Split into several volumes, the mass of the museum is grouped around a central atrium with a glass roof. Here an open zigzag stairway made of wood, stands like an abstract sculpture in the open space. The main exhibition space is places at the ground floor around the central court. On the first floor an internal circulation around the atrium links several smaller units and open courts for special exhibitions and events. The reference of the figure-ground texture of the old town can be seen in the relationship of court and building mass. The different parts of the building are sensibly turned to their neighbouring building. This has the effect that the rectangular boxes slightly interact with the urban structure. To honour the old gingko tree on the public plaza in front of the museum, a reflection pool on the second floor mirrors the tree into the space of the museum. The white washed walls of the building are a reference to the traditional local architectural style. The huge glass fronts on the second floor open the building to the surrounding and invite the people for a visit. The interconnected interior space gets its daylight from those huge openings. Whereas the buildings on the first floor is rather closed to the outside, in order to get the most space for the placement of paintings, the opening on the second floor, work in two ways: first they give daylight to the interior space and second they open the building to the passers-by.

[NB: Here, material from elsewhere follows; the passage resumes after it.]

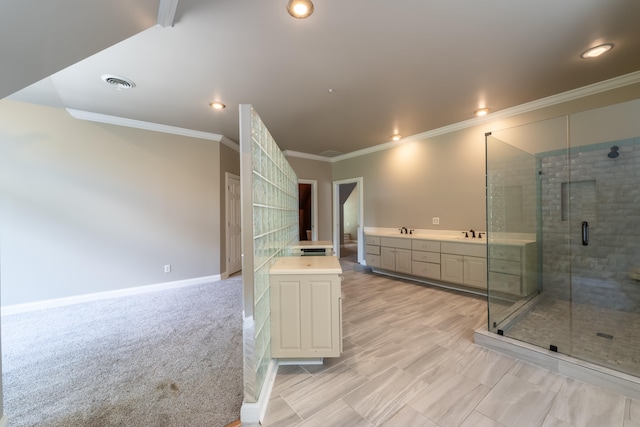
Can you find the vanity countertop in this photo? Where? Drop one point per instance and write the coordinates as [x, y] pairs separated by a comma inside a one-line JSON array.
[[306, 265], [501, 240]]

The museum fits in scale and materiality perfect into the surrounding and testifies that a renewal of traditional values is possible with contemporary method and material. By avoiding usual attributes of “Chinese-ness”, like turned eaves and decorative applications, the concentration goes to deeper values, like space, light and materiality. As a place for cultural activities, the new Museum for Humanities and Arts gives a perfect place for cultural activities, hopefully far beyond the context of mere tourist interest. To renew a canal town like Zhujiajiao, the museum can only be seen as a starting point and further urban and architectural interventions are needed, before an active urban live can recreate a contemporary urban culture based on the interest of tourists and inhabitants.